Please e-mail it to me too at [email protected] when you receive it.

thanks,


----------



## Bluekayak

tobeeepe said:


> qms006 said:
> 
> 
> 
> Anyone have a copy of Dr. Kenneth Kaiser's practice test? http://www.kettering.edu/~kkaiser/pe.pdf
> I have sent him an email requesting it with the info that he asks for in his pdf. But don't know how long it might take to get it back from him. Just wondering if anyone could shoot me a copy. I would like to go through it before Friday.
> 
> 
> 
> 
> Are you looking for answers? The questions are posted at the link.
> 
> if you need the answers, post your email. I can send them.
Click to expand...

Could you email the solutions to me?


----------



## gobblerhuntr

Would someone email me the solutions also please?

[email protected]


----------



## Jiggalolo

I have the solutions to Dr. Kaiser's sample exam, but does it really apply to the new exam format now? Is he not collecting info about students anymore?


----------



## Zaher

alexpsu88 said:


> alexpsu88 said:
> 
> 
> 
> I am also having troubles getting the solutions. Could either email solutions to [email protected]
> Thank you,
> 
> Kevin
> 
> 
> 
> 
> Thank you all. I got the solutions from three different sources. Thank you everyone for taking time to forward them on.
> 
> Kevin
Click to expand...

Kevin,

Would you please email me the solutions too at [email protected]

Thanks


----------



## rshankle PE

Hi,

I'm happy to have found these sample problems and would also appreciate the solutions sent to me.

Please send to: [email protected]

thanks much!


----------



## rshankle PE

Sparrow said:


> Hi,
> I'm happy to have found these sample problems and would also appreciate the solutions sent to me.
> 
> Please send to: [email protected]
> 
> thanks much!



Never mind, I e-mailed the good Dr. directly (which I see was requested many replies ago.) thanks.


----------



## nmh0408

Hi Everyone,

Can someone email me these Sample Questions and their solutions to [email protected]

Thank You


----------



## rshankle PE

nmh0408 said:


> Hi Everyone,Can someone email me these Sample Questions and their solutions to [email protected]
> 
> Thank You



Hi,

I sent the request to Dr.
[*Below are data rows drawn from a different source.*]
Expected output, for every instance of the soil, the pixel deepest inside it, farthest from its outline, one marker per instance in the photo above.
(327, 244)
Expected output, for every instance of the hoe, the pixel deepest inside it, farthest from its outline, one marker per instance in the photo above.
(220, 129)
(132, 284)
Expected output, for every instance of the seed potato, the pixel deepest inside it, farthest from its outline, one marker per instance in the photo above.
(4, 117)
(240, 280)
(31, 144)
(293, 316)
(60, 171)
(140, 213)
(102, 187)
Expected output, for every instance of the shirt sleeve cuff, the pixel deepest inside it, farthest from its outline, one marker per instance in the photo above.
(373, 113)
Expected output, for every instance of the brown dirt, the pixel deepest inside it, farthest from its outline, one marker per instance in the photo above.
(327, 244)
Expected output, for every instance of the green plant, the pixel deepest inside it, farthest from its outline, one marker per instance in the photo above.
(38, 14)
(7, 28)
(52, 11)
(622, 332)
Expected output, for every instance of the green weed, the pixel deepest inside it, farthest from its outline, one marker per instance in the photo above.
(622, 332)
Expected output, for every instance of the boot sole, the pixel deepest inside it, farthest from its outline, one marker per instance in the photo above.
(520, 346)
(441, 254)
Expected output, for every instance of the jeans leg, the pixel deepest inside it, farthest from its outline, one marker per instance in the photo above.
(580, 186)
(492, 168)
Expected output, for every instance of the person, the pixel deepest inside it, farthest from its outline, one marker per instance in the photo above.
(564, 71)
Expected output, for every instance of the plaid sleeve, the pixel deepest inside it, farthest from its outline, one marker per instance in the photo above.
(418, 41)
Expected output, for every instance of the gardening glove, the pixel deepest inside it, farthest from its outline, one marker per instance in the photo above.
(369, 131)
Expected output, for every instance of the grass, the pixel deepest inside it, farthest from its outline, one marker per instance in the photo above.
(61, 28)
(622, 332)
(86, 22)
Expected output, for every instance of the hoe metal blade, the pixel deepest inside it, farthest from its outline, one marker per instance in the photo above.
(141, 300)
Kaiser so he would have the information requested (Raleigh, NC). And received it today so he is pretty quick.

thanks,


----------



## rshankle PE

nmh0408 said:


> Hi Everyone,Can someone email me these Sample Questions and their solutions to [email protected]
> 
> Thank You


You can download the questions from: http://www.kettering.edu/~kkaiser/pe.pdf


----------



## nmh0408

Sparrow said:


> nmh0408 said:
> 
> 
> 
> Hi Everyone,Can someone email me these Sample Questions and their solutions to [email protected]
> 
> Thank You
> 
> 
> 
> You can download the questions from: http://www.kettering.edu/~kkaiser/pe.pdf
Click to expand...


Thank You. How about the answers?


----------



## rshankle PE

nmh0408 said:


> Sparrow said:
> 
> 
> 
> 
> 
> nmh0408 said:
> 
> 
> 
> Hi Everyone,Can someone email me these Sample Questions and their solutions to [email protected]
> 
> Thank You
> 
> 
> 
> You can download the questions from: http://www.kettering.edu/~kkaiser/pe.pdf
> 
> Click to expand...
> 
> 
> Thank You. How about the answers?
Click to expand...

Send e-mail to Dr. Kaiser he's pretty quick on the response. (His solutions are valuable, it gives more than just the answer, but how the problem was solved.)


----------



## wilheldp_PE

Sparrow said:


> Send e-mail to Dr. Kaiser he's pretty quick on the response. (His solutions are valuable, it gives more than just the answer, but how the problem was solved.)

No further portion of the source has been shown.